Profile picture of Kate Moss-Robins.

Senior Content Writer

Last Updated: | 12 min read
Last updated: 14 Sep 2024

Enterprise Management Incentive (EMI) schemes are government-backed share option schemes for employees. They allow small, private companies to offer their staff equity in the business, which can bring considerable tax benefits for both parties.

Small business owners looking to grow, retain, and incentivise their teams could benefit from granting EMI options. In this blog, we explain what these are, how they work, and how to set them up.

What are Enterprise Management Incentive schemes and how do they work?

EMI schemes are generally the most tax-advantaged way for qualifying companies to give employees an option to purchase shares at a later date. They are backed by the UK government and specifically designed for high-growth small businesses and start-ups, helping them attract top talent, promote staff loyalty, and expand rapidly, all without a significant layout of cash.

Enterprise Management Incentive schemes give employees the option to buy shares in the company at some point in the future. Employees do not have to buy the shares; but if they do, they can purchase them at today’s price, even if their value has increased by the time they are bought.

This is because when EMI share options are granted, an exercise price is set. This is the price to be paid for the shares when they are purchased. To be tax efficient, this exercise price must be no less than the actual market value of the shares at the time the options are granted. To ensure that this is the case, the actual market value must be agreed upon with HMRC, with options then issued within 120 days of this agreed valuation.

Subject to the overall company cap of £3 million, you may grant each qualifying employee EMI share options worth up to a total unrestricted market value of £250,000 (although any CSOP options the employee has will also count towards this). Where the full £250,000 worth of options have been granted, the employee cannot be granted any further EMI options until 3 years have passed from the date the last of the options were granted.

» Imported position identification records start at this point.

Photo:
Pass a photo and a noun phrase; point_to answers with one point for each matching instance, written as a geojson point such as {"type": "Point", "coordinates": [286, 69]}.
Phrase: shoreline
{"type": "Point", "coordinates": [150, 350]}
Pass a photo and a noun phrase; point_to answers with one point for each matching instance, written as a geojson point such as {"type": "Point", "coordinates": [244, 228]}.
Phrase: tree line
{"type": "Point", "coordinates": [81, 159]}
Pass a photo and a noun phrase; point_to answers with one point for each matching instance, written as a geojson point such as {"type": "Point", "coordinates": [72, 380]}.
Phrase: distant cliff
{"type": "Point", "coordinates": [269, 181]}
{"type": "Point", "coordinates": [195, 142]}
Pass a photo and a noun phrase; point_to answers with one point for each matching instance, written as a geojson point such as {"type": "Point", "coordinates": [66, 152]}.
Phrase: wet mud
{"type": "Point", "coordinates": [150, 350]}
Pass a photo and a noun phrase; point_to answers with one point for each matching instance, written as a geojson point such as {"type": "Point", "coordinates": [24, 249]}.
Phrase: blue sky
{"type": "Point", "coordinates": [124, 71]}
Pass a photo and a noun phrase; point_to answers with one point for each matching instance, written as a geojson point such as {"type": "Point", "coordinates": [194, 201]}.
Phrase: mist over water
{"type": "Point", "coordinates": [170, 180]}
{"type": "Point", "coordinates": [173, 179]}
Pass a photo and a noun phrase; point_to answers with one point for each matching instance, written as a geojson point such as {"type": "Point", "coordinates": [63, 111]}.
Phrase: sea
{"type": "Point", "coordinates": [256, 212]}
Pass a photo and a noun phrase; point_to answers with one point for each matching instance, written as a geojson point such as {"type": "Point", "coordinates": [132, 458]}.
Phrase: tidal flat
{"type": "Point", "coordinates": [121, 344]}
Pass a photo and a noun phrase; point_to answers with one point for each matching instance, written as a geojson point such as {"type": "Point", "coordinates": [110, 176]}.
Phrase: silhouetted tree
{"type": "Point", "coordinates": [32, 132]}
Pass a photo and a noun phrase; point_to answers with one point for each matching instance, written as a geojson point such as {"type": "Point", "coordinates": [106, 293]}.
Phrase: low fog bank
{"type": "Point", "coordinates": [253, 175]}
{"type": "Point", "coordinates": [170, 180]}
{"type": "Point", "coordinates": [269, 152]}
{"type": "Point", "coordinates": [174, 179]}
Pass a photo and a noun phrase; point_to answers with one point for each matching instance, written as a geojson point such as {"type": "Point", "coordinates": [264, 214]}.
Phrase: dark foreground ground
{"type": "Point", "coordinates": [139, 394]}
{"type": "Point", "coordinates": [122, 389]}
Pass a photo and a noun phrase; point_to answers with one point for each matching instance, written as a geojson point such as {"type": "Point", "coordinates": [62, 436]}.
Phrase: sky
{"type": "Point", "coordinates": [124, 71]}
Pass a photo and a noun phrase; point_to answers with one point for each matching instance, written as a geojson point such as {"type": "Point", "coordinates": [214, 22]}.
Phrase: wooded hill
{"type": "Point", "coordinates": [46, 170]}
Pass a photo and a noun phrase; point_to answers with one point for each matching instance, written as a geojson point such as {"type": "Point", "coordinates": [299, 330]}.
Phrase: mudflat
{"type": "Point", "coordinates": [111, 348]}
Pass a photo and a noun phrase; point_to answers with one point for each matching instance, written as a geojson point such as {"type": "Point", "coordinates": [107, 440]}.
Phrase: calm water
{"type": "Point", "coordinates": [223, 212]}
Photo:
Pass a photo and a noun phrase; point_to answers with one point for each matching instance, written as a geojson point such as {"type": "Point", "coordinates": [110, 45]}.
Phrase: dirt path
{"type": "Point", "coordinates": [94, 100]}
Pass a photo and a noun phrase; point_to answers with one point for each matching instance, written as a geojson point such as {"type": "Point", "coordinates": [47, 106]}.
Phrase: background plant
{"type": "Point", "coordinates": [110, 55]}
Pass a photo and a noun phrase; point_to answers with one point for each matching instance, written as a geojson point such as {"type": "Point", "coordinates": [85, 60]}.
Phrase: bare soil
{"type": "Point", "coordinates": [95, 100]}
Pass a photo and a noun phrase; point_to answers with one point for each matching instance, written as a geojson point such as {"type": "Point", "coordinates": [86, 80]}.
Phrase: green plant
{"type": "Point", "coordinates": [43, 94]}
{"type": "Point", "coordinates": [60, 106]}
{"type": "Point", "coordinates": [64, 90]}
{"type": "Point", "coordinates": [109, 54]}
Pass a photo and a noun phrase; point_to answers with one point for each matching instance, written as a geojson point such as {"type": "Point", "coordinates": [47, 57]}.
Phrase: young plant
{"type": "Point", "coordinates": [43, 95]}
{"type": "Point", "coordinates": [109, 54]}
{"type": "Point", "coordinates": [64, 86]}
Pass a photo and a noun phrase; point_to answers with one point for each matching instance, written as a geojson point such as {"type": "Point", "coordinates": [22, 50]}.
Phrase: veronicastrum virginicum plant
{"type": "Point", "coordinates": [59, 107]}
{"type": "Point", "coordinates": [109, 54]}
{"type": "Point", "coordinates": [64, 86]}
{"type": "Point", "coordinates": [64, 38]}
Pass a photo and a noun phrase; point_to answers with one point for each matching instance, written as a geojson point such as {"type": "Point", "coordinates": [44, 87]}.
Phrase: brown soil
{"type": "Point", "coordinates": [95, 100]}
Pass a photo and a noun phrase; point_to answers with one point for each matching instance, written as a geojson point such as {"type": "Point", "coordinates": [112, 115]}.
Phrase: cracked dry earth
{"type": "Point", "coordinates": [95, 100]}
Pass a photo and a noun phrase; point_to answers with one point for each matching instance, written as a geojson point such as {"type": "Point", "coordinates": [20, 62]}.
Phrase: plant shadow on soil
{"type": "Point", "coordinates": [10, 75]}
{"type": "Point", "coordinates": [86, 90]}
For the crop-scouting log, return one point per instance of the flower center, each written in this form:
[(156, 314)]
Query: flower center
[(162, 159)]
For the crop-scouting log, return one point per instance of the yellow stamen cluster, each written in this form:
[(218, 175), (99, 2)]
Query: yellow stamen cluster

So, what’s in it for the company?

As well as being a cash-efficient way to bring in and retain top talent when the company is starting out and needs to conserve cash, (as opposed to paying extremely high salaries or awarding top bonuses), there are also tax benefits which the company can take advantage of. There is a potential for Corporation Tax Relief when the shares are acquired by the employee upon exercise of the option, and there is also an opportunity for the company to elect to pass on the payment of any employer’s National Insurance contributions to the employee who is granted the option.

EMI schemes are also typically used to incentivise employee loyalty, reducing turnover and recruitment costs for the company. This is most commonly achieved using two mechanisms:

  1. Drafting the rules of the EMI scheme such that options can only be exercised after a certain period, or when there is an exit – i.e. the company is sold or undertakes an initial public offering.
  2. The use of time-based vesting, where employees must “earn” the right to the option by staying at the company. For example, an employee might not be entitled to any options in their first year, but after the first year, they start to accrue monthly.

In addition, EMI options can only be exercised by those who are currently employees, or those who were employees so long as they exercise the options within 90 days of leaving the company. This is an added incentive to stay at the company, because if an employee leaves and wants to take advantage of the tax benefits of an EMI option, they will be forced to exercise their options and purchase the shares within this period.

Taxation on Enterprise Management Incentive schemes

There is no tax payable on the grant of an EMI option.

Suppose the EMI options are granted with an exercise price at least equal to the actual market value of the shares at the date of the grant. In that case, the employee will pay no income tax or National Insurance contributions when the option is exercised.

As long as shares have been held for at least two years, employees may be entitled to Business Asset Disposal Relief when they sell the shares they have purchased by exercising the option. This means that they pay a reduced Capital Gains Tax (CGT) rate of 10% when they sell their shares, as opposed to the standard rates.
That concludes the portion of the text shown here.